Alzheimer e alimentazione: quando anche un pasto diventa un peso per chi si prende cura.
- Dott.a Federica Calasso
- 14 lug
- Tempo di lettura: 2 min

Prendersi cura di una persona con demenze degenerative come l’Alzheimer è un gesto d’amore verso il prossimo. Ma, come in ogni relazione, si nascondono delle fatiche che dall’esterno non sono visibili; tra queste c’è l’alimentazione.
In uno studio pubblicato su Dementia & Neuropsychologia, elaborato in Brasile, si è visto come i problemi legati al cibo possono influire notevolmente sul carico fisico ed emotivo del caregiver (l’assistente) e tale tema è spesso trascurato o sottovalutato. Il cibo diventa fonte di stress piuttosto che un gesto di cura nei confronti del paziente e, con l’avanzare della patologia, questo atteggiamento negativo aumenta. Facciamo riferimento a problematiche come la disfagia (difficoltà nella deglutizione), resistenza ai pasti e comportamenti oppositivi o rifiuto del cibo che aumentano lo stress del caregiver anche prima della somministrazione del pasto, sapendo già a cosa andrà incontro.
Facendo riferimento allo studio che ha coinvolto 60 coppie composte da paziente e caregiver, si è visto come questi comportamenti ostili aumentano il sovraccarico di stress nei familiari e tutti coloro che si occupano dei propri cari con l’Alzheimer; inoltre, si è visto come questo sia un problema che si manifesta a prescindere da quanto tempo si è caregiver. Anzi, soprattutto chi è alle prime armi dichiara di sentirsi sopraffatto.

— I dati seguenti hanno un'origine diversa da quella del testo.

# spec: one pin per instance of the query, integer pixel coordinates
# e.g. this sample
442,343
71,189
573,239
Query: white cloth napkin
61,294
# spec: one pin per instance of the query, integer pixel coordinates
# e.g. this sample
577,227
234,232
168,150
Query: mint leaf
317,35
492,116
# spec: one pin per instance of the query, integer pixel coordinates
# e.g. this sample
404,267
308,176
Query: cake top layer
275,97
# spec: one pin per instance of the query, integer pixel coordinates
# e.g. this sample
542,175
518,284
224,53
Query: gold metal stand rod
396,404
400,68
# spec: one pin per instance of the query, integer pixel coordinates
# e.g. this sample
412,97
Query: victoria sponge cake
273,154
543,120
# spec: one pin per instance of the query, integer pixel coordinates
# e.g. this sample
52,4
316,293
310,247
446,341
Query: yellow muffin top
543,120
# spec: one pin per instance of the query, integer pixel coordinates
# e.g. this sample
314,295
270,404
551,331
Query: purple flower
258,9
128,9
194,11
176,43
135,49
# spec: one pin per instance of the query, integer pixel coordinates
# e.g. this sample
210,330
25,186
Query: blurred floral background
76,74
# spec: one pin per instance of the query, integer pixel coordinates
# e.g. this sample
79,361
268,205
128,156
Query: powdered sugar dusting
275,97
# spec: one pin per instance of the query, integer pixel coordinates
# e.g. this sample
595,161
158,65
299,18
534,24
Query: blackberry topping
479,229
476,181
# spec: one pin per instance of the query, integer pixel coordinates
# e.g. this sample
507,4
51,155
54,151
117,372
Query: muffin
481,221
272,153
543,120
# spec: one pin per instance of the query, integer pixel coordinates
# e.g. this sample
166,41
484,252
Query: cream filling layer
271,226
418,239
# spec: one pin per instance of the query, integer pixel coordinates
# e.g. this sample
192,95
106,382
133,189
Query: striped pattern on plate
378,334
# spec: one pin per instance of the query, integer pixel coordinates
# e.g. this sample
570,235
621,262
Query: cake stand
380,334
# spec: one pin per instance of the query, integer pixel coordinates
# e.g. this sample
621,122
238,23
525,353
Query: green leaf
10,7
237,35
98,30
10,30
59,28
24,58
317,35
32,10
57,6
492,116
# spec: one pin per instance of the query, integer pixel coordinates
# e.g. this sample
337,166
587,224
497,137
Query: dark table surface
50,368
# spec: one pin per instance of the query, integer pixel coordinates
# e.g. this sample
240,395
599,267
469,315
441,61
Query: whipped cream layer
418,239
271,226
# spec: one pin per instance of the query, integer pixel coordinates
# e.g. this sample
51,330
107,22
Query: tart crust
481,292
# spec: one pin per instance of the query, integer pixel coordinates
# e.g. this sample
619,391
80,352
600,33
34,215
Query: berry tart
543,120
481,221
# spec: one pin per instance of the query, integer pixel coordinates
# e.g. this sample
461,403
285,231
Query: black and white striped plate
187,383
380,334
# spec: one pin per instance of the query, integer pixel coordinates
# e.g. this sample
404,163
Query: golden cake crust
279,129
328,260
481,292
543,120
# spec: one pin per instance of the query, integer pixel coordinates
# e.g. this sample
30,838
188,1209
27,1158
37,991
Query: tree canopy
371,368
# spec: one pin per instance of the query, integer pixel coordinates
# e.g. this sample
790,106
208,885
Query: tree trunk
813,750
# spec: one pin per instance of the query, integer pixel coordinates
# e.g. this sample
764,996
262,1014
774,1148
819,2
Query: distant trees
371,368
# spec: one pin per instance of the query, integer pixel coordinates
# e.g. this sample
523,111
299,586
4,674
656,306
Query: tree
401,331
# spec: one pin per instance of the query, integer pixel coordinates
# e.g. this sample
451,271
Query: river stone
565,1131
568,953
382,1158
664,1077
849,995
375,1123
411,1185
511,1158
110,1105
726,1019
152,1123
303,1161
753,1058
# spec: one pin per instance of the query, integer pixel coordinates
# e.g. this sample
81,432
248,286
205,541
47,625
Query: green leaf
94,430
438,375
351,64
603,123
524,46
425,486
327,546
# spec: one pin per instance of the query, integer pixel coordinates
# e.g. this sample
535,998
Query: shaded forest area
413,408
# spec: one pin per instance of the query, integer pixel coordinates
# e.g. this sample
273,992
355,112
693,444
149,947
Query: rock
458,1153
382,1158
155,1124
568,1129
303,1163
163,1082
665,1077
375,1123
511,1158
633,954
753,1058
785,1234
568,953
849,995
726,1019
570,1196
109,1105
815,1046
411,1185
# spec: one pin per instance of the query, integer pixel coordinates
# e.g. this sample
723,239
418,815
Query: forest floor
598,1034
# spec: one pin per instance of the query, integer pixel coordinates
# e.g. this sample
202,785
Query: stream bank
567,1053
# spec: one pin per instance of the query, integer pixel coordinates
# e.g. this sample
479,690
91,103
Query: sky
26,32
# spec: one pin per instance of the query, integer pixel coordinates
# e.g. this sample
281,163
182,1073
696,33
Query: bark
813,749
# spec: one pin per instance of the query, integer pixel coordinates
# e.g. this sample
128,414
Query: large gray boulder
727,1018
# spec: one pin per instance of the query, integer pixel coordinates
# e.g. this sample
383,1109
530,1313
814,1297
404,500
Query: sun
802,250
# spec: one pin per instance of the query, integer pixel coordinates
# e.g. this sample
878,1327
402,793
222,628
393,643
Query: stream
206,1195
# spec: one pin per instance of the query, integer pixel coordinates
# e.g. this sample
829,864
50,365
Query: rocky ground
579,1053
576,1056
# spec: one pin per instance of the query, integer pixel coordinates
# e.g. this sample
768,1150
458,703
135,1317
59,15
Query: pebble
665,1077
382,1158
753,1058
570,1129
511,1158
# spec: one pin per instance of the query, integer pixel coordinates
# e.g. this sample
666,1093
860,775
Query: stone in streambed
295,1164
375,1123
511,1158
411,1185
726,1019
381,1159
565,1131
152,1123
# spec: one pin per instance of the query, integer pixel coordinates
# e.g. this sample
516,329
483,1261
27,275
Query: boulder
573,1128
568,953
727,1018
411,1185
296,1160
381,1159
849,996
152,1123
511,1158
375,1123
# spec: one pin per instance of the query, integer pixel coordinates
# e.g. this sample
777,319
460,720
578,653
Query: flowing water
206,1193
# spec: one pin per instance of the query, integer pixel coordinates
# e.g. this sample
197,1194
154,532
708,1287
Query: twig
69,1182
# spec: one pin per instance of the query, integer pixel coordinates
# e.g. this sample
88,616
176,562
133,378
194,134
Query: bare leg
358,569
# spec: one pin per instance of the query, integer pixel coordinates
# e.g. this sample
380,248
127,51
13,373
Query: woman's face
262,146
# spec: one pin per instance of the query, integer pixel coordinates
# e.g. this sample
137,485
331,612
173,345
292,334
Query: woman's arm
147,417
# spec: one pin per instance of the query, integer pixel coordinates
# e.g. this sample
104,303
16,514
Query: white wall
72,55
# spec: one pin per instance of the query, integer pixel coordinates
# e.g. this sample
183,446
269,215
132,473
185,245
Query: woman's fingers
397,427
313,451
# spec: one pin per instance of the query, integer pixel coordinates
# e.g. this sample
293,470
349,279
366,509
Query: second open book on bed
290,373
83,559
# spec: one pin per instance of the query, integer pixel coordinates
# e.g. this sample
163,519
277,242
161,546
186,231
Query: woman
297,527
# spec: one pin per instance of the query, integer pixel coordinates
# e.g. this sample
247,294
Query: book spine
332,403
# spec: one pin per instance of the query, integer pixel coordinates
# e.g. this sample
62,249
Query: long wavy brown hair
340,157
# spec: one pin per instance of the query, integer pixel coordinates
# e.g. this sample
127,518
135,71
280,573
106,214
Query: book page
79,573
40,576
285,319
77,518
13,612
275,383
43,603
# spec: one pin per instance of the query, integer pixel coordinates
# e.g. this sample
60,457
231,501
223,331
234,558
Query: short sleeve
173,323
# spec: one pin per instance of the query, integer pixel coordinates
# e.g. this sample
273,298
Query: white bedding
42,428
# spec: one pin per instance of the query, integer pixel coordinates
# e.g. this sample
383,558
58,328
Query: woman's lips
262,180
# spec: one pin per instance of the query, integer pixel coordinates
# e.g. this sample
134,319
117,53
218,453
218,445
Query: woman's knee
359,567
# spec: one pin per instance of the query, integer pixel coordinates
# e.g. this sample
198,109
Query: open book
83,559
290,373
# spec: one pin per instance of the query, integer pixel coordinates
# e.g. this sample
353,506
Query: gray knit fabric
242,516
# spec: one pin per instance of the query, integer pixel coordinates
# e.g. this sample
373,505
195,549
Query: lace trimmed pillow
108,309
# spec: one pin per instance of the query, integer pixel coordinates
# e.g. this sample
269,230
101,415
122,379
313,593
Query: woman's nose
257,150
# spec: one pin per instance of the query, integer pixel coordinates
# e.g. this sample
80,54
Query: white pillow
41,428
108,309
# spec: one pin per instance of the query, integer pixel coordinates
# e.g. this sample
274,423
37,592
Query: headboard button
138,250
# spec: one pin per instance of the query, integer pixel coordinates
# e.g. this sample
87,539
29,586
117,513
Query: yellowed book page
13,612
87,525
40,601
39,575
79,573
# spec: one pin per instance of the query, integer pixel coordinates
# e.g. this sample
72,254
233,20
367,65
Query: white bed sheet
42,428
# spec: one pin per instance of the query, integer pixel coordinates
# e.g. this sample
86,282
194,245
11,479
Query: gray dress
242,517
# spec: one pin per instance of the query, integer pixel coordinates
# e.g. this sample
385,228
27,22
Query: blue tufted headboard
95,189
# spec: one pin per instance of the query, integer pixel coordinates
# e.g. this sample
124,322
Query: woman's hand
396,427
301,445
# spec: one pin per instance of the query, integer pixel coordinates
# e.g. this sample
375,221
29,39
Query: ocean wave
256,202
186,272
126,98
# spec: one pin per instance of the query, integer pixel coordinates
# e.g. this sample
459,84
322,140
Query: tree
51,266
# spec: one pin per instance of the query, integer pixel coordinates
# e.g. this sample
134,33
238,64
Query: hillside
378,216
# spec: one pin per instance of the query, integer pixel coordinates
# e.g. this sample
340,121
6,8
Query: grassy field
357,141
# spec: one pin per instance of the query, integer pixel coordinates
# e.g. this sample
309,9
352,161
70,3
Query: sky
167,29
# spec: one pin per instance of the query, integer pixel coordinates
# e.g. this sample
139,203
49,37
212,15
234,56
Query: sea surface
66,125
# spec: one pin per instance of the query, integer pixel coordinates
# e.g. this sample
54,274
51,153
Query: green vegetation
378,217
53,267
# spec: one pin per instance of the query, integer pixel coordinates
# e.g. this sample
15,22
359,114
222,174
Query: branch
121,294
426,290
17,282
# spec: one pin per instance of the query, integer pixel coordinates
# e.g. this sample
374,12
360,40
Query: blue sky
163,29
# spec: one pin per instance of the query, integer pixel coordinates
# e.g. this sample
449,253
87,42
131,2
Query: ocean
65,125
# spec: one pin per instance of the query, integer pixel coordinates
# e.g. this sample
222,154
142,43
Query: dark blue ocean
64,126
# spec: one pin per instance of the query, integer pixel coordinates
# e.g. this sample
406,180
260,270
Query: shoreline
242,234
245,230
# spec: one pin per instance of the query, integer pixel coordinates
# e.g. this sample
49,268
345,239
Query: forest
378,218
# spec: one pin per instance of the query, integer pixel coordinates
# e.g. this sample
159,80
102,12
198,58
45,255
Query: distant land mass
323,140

Grazie all’uso di interviste e questionari, i ricercatori hanno potuto misurare le difficoltà alimentari dei pazienti e il livello di stress dei loro assistenti. I risultati mostrano come maggiori problemi legati all’alimentazione causano maggiore carico emotivo percepito da chi se ne prende cura. In particolare, è stata usata la scala EdFED, che valuta i comportamenti alimentari nella demenza, e si nota come i punteggi risultano coerenti anche con la Zarit Burden Interview, una scala che valuta il carico del caregiver.
Bisogna essere a conoscenza di questa dinamica in quanto è un tema importante per la salute pubblica: quando il caregiver mostra segni di stress e stanchezza, anche l’assistenza ne risente e, nei casi peggiori, si può andare verso il burnout (condizione di esaurimento psicofisico), trascuratezza di sé e del proprio caro o addirittura l’abbandono. Inoltre, l’alimentazione è molto spesso sottovalutata nei percorsi di supporto, ma insegnare a gestire questi momenti stressanti, riconoscere dai primi segni la disfagia e usare strategie comunicative efficaci possono fare la differenza.
Cosa possiamo fare?
Innanzitutto è importante formare il caregiver, fornire strumenti semplici ma efficaci per affrontare al meglio le sfide dell’alimentazione; parlare maggiormente del carico emotivo, normalizzare la fatica e riconoscere la possibilità di chiedere aiuto e, infine, favorire una rete di supporto: nessuno deve affrontare l’Alzheimer da solo.
“Ogni pasto è un atto d’amore, ma anche un momento in cui il caregiver può sentirsi fragile. È tempo di riconoscere il loro valore e di offrire il supporto che meritano.”